RMA JOURNAL: Are black boxes in vendor models an area where industry groups like the MVC could have an impact? If so, how?
GREGORY: First off, I think that firms would have a positive impact collectively if they put more attention into the terms of their contracts with model vendors. Some contracts include provisions requiring adequate documentation, testing results, and general transparency to meet a model validation standard. I understand that having terms is not the same as enforcing them in all cases. But if more specification of documentation requirements went on upfront, before the check is signed, then buyers would have more grounds to argue for remediation later on.

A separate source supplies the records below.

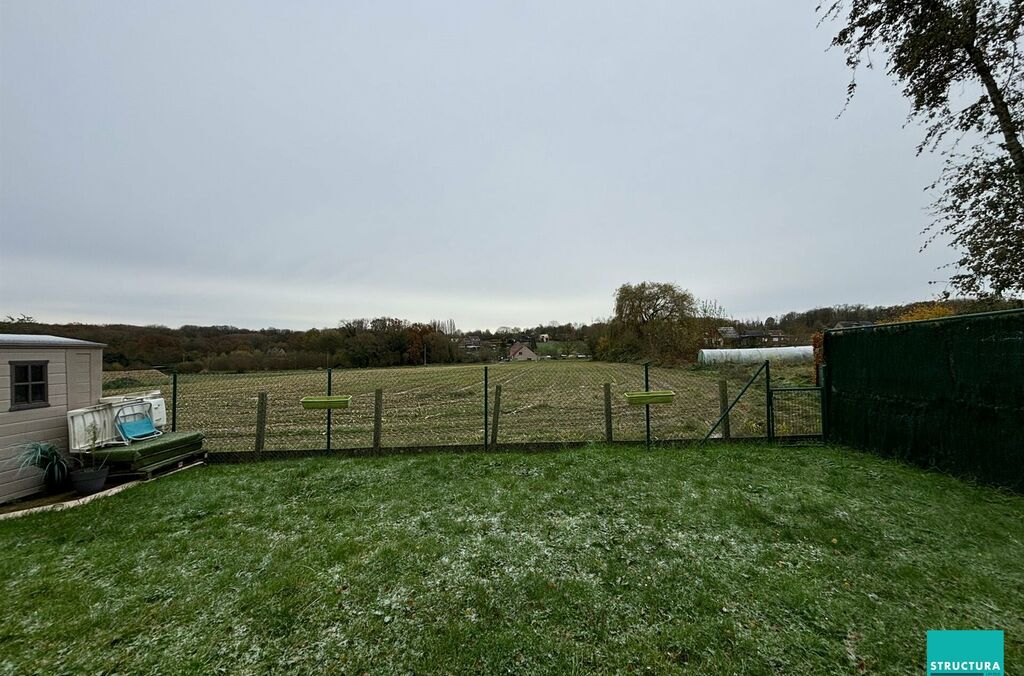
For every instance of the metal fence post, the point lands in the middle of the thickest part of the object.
(723, 408)
(260, 422)
(823, 396)
(498, 411)
(329, 382)
(174, 400)
(646, 388)
(607, 412)
(378, 417)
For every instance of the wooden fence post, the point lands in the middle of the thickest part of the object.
(378, 417)
(498, 408)
(260, 422)
(607, 412)
(723, 406)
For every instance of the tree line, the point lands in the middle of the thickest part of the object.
(659, 322)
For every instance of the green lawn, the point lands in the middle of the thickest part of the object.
(738, 558)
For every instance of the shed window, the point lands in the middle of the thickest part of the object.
(28, 385)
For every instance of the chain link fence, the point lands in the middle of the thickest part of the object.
(556, 400)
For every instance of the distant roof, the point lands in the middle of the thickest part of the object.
(26, 340)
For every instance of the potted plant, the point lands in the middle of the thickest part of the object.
(54, 465)
(90, 477)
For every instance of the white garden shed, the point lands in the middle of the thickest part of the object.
(41, 378)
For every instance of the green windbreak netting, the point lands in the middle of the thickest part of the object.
(946, 393)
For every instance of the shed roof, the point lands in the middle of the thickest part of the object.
(29, 340)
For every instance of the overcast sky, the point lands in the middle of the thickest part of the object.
(292, 164)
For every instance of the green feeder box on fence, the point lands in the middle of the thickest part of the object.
(653, 396)
(322, 403)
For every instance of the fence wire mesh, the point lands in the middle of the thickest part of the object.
(797, 412)
(541, 402)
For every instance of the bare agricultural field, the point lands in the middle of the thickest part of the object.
(551, 400)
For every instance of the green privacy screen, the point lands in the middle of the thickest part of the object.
(945, 393)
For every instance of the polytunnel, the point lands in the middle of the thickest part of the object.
(756, 354)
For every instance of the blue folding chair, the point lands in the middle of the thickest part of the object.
(134, 422)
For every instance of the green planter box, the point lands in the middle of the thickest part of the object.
(321, 403)
(653, 396)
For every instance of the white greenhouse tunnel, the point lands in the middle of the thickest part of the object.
(756, 354)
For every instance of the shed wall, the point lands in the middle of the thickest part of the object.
(73, 381)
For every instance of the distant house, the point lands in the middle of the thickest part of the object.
(730, 337)
(520, 352)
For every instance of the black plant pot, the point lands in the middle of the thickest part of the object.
(87, 481)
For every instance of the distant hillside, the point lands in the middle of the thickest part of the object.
(386, 341)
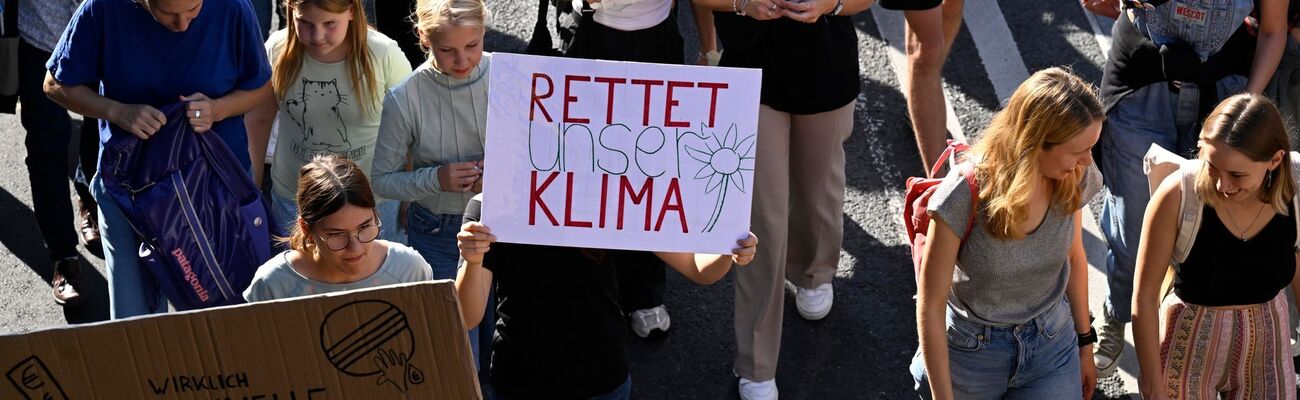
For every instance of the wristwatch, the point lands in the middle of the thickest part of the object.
(1090, 338)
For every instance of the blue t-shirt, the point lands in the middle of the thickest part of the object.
(116, 46)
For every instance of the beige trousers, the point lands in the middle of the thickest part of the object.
(797, 216)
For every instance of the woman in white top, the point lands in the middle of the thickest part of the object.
(329, 74)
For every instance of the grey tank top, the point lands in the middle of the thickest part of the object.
(1008, 282)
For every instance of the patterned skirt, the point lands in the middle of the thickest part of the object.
(1238, 353)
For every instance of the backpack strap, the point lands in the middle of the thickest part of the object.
(967, 170)
(1190, 211)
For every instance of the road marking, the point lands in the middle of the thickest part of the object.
(996, 46)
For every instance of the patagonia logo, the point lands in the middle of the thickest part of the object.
(190, 277)
(1187, 13)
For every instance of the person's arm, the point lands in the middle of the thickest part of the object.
(936, 279)
(1077, 291)
(258, 122)
(1105, 8)
(141, 120)
(1155, 252)
(706, 269)
(204, 112)
(473, 281)
(813, 9)
(1269, 46)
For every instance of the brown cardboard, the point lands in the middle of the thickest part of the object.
(337, 346)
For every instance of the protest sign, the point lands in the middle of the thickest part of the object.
(619, 155)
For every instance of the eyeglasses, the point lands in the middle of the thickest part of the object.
(339, 240)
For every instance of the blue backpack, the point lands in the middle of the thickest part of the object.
(203, 225)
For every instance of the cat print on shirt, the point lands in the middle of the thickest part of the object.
(317, 100)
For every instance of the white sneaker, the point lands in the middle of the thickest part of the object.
(750, 390)
(814, 303)
(645, 321)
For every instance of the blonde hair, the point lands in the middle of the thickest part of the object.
(1048, 109)
(436, 14)
(360, 66)
(1252, 125)
(324, 186)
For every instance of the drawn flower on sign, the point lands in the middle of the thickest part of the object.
(726, 162)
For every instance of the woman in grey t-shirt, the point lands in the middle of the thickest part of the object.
(332, 244)
(999, 296)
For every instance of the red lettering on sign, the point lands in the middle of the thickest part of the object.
(537, 99)
(534, 200)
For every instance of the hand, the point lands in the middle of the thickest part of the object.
(458, 177)
(762, 9)
(745, 253)
(1152, 386)
(479, 183)
(139, 120)
(473, 240)
(200, 112)
(393, 366)
(806, 12)
(1087, 372)
(1105, 8)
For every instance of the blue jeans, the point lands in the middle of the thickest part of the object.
(131, 290)
(1036, 360)
(622, 392)
(286, 212)
(1143, 118)
(434, 237)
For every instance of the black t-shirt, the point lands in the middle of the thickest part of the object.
(1223, 270)
(560, 333)
(807, 68)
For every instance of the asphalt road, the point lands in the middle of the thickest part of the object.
(862, 348)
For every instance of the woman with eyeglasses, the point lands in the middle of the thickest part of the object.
(333, 246)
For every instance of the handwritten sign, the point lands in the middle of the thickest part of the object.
(619, 155)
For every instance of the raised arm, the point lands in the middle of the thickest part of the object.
(935, 281)
(1156, 250)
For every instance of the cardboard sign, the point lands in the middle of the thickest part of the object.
(619, 155)
(399, 342)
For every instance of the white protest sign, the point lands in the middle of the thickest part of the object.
(619, 155)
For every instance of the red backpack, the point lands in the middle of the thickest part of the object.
(915, 211)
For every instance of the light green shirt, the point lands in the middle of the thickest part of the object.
(321, 112)
(438, 120)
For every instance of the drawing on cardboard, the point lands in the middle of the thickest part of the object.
(34, 381)
(371, 338)
(726, 162)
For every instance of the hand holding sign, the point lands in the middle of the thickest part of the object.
(475, 239)
(459, 177)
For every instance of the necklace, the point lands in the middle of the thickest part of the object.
(1252, 220)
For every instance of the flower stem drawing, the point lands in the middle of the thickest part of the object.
(724, 160)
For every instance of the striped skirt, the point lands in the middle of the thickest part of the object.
(1238, 353)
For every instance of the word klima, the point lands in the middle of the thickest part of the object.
(671, 201)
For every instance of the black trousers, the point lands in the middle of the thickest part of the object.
(50, 166)
(640, 282)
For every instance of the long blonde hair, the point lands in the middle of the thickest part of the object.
(1048, 109)
(359, 61)
(1252, 125)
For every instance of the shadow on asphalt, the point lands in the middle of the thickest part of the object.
(29, 247)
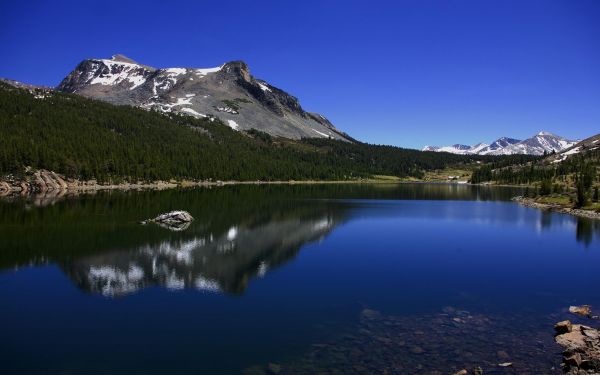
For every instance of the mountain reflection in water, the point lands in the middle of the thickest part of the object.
(240, 233)
(224, 262)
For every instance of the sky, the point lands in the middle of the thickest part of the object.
(407, 73)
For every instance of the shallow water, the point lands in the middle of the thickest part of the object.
(333, 278)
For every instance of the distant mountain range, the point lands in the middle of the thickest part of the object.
(542, 142)
(228, 92)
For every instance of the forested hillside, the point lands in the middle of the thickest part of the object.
(575, 176)
(84, 139)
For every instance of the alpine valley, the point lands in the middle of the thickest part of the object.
(116, 123)
(539, 144)
(229, 92)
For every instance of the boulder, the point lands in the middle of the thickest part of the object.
(563, 327)
(174, 217)
(581, 349)
(583, 310)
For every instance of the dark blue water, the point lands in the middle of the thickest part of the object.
(268, 274)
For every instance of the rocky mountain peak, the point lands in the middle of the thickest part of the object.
(228, 92)
(122, 58)
(238, 68)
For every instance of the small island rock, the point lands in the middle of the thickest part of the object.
(174, 217)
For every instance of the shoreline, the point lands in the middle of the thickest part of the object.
(555, 207)
(43, 182)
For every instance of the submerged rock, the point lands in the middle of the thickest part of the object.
(174, 217)
(563, 327)
(173, 220)
(581, 346)
(583, 310)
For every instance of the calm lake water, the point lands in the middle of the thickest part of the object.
(290, 279)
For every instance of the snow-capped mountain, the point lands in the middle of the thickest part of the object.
(536, 145)
(228, 92)
(588, 145)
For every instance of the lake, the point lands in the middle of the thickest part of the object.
(339, 279)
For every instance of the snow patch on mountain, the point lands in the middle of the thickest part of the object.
(233, 125)
(542, 142)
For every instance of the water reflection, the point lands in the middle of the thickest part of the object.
(214, 263)
(240, 233)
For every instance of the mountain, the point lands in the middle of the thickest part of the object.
(84, 139)
(228, 92)
(536, 145)
(581, 148)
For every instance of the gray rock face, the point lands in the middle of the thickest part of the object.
(536, 145)
(228, 92)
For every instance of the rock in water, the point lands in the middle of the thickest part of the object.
(174, 220)
(563, 327)
(174, 217)
(583, 310)
(581, 350)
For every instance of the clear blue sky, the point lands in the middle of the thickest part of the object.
(407, 73)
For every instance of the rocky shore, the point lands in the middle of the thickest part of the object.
(530, 202)
(581, 344)
(452, 341)
(44, 182)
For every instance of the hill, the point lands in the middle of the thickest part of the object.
(84, 139)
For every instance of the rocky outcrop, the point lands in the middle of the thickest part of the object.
(40, 181)
(228, 92)
(529, 202)
(581, 346)
(173, 220)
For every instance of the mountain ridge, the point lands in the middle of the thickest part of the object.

On models that have widespread use across firms, the Model Validation Consortium is exploring ways that coordinated effort might bear fruit in this domain. For example, a majority of survey respondents signaled that they would be willing to coordinate with other institutions using the same model to improve the quality and substance of information received for validation purposes. Likewise, a majority signaled that there would be value in an industry-provided comparative scorecard evaluating model vendors on features, functionality, and customer satisfaction. MVC is exploring these ideas in dialogue with a number of the respondents.